Sebelumnya, Dr. Eko Yulianto mengatakan bahwa yang bisa dijadikan peringatan dini tsunami adalah gempanya. Bukan kekuatan gempa yang menjadi tanda kedatangan tsunami, tetapi lama goncangannya.

“Jadi jika goncangannya lebih dari 30 detik maka itu berpotensi tsunami jika pusat gempanya di lautan. Kita harus segera menyelamatkan diri,” katanya dalam Konferensi Nasional Dewan Kesehatan Rakyat (DKR) lewat zoom meeting, dengan tema ‘Bersiap Hadapi Ancaman Megathrust dan Tsunami’, Jumat, 17 September 2021 lalu.

Persoalannya menurutnya adalah gempa sering terjadi malam hari. Oleh karena dibutuhkan satu sistim peringatan dini yang dapat membangunkan orang yang sedang tidur.

“Oleh karena itu setiap rumah perlu memiliki sistim peringatan dini sendiri. Misalkan dengan menggunakan sebuah kaleng berisi kerikil atau kelereng diletakan dipinggir lemari yang akan terjatuh dan berbunyi keras jika ada guncangan,” katanya.

Dalam pengalaman gempa dan tsunami di Aceh dan Pangandaran, alam sebelumnya telah memberikan peringatan dini berupa suara dentuman, gemuruh angin, rombongan burung yang terbang, garis hitam muncul di cakrawala.

Berdasarkan pengalaman masyarakat dari gempa dan tsunami sejak Aceh 2004 hingga saat ini didapatkan Kata-kata kunci.dalam evakuasi dan mitigasi bencana yaitu abaikan harta. Berlarilah jangan menggunakan kendaraan. Jauhi sungai dan jembatan. Naiklah ke pohon, bangunan tinggi atau bukit terdekat. Kalau sempat terbawa oleh gelombang cari benda yang terapung sebagai pelampung. Kalau sedang berada di laut, jangan berlari ke darat.

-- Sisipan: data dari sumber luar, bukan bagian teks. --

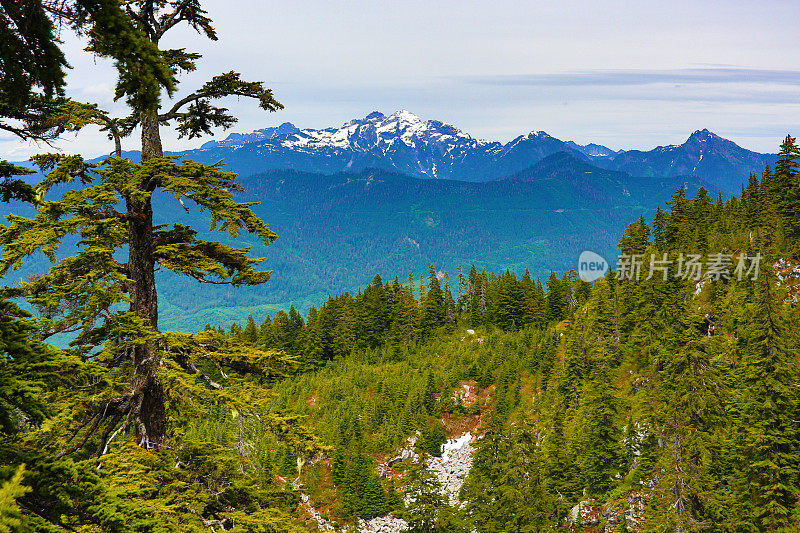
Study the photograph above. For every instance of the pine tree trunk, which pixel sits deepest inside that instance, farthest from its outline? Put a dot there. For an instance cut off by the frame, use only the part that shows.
(148, 412)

“Tsunami dikenal dengan kereta gelombang. Gelombang pertama tidak terlalu besar dan cepat surut. Waspada gelombang berikutnya yang akan datang berulang ulang,” katanya pada forum Konferensi Nasional yang dihadiri relawan kesehatan, bidan dan dokter dari berbagai daerah di seluruh Indonesia,” katanya dalam Konferensi Nasional DKR yang dibuka oleh Dr. dr. Siti Fadilah Supari, Sp.JP (K) sebagai Ketua Dewan Pembina DKR ini.

Sebelumnya, Konferensi Nasional DKR Jumat (20/8) bertemakan ‘Pandemi dan Bioterorisme’. Selanjutnya Konferensi Nasional DKR Jumat (27/8) yang bertemakan ‘Perlindungan Diri Menghadapi Covid-19’. Konferensi Nasional dilanjutkan dengan tema ‘Hak dan Kewajiban Rakyat Di Tengah Pandemi’ Jumat (3/9) yang kemudian diikuti Konferensi Nasional tentang ‘Peningkatan Gizi dan Nutrisi Masyarakat Di Tengah Pandemi,’ Jumat (10/9) yang lalu.